‘That is within our legal rights’: Nurses union counters hospital’s claim that Act 10 bars it from recognizing union
News 3 Now found the answer lies in a gray area of the law
Nurses with UW Health are standing by their decision to unionize.
They said despite what the hospital board says, act 10 does not bar them from what they want.
“We were extremely disappointed with the response from the board and the hospital,” said Shari Signer, a general float nurse at the hospital.
Shari Signer told me she’s ‘extremely disappointed’ at @UWHealth‘s response nurses unionizing. They are asking to be voluntarily recognized as a union to start a meet-&-confer process, but the hospital board says Act 10 bars them from doing so. #News3Now @WISCTV_News3 pic.twitter.com/UzzHHmuqfr
— Amy Reid (@amyreidreports) January 24, 2020
She said the reasons the nurses organized and made their union public in the first place, such as less say in the process and decreased patient care, have not gone away.
Signer said there are high patient-nurse ratios, and patient care is sacrificed because of that.
“You don’t get time to sit down and talk to your patients who maybe just got diagnosed with cancer to see how they’re doing,” she said. “You don’t’ have time to provide the wound care that is needed.”
She and other members of the union met with the board at UW Health on Thursday.

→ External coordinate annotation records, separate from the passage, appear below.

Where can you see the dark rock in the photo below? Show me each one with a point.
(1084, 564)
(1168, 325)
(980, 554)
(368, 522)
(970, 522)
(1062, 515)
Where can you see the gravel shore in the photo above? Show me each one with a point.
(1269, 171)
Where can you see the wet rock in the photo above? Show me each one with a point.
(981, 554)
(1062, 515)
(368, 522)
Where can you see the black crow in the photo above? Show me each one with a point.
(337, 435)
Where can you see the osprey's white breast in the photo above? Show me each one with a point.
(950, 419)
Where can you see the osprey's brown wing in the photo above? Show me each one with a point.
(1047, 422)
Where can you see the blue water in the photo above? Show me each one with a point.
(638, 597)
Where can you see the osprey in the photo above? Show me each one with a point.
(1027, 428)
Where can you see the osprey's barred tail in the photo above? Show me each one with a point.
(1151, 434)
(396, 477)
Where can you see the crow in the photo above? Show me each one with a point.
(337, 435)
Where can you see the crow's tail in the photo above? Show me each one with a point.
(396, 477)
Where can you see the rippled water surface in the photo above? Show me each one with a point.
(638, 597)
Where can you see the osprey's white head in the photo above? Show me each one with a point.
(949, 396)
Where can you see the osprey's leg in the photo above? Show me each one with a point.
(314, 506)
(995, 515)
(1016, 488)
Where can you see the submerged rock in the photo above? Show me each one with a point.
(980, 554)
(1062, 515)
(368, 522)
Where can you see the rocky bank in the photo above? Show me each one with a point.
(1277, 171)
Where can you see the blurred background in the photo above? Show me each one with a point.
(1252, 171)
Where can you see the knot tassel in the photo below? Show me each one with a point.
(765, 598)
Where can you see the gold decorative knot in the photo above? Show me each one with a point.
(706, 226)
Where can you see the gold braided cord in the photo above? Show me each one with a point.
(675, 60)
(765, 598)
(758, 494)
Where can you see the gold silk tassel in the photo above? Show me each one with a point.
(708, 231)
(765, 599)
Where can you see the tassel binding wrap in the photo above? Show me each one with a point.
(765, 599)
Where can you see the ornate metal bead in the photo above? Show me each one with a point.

Signer said the board members did not ask for many questions to clarify what the nurses wanted.
In a statement, UW Health said nurses are the cornerstone of patient care, but added the hospital cannot recognize the union as a representative.
“(The University of Wisconsin Hospitals and Clinics Authority), as a result of the 2011 Act 10 legislation, cannot engage in collective bargaining negotiations,” the statement said.
The nurses, their union and the union’s legal team say that’s not true.
“We have looked at it legally, and we do know that it is within our rights to ask the hospital and board to accept our request to meet and confer,” Signer said. “That is within our legal rights.”
UW Health declined to comment on the nurse’s response.
News 3 Now was unable to find a clear answers from lawyers and union experts on Friday. One lawyer said it is a “gray area,” and the answer might have to come from a court.
Signer couldn’t say whether it will get there, but she said she and others want change.
“We’re going to continue to do what we’re doing, get support from more nurses,” she said. “This has definitely helped to sort of fuel the fire.”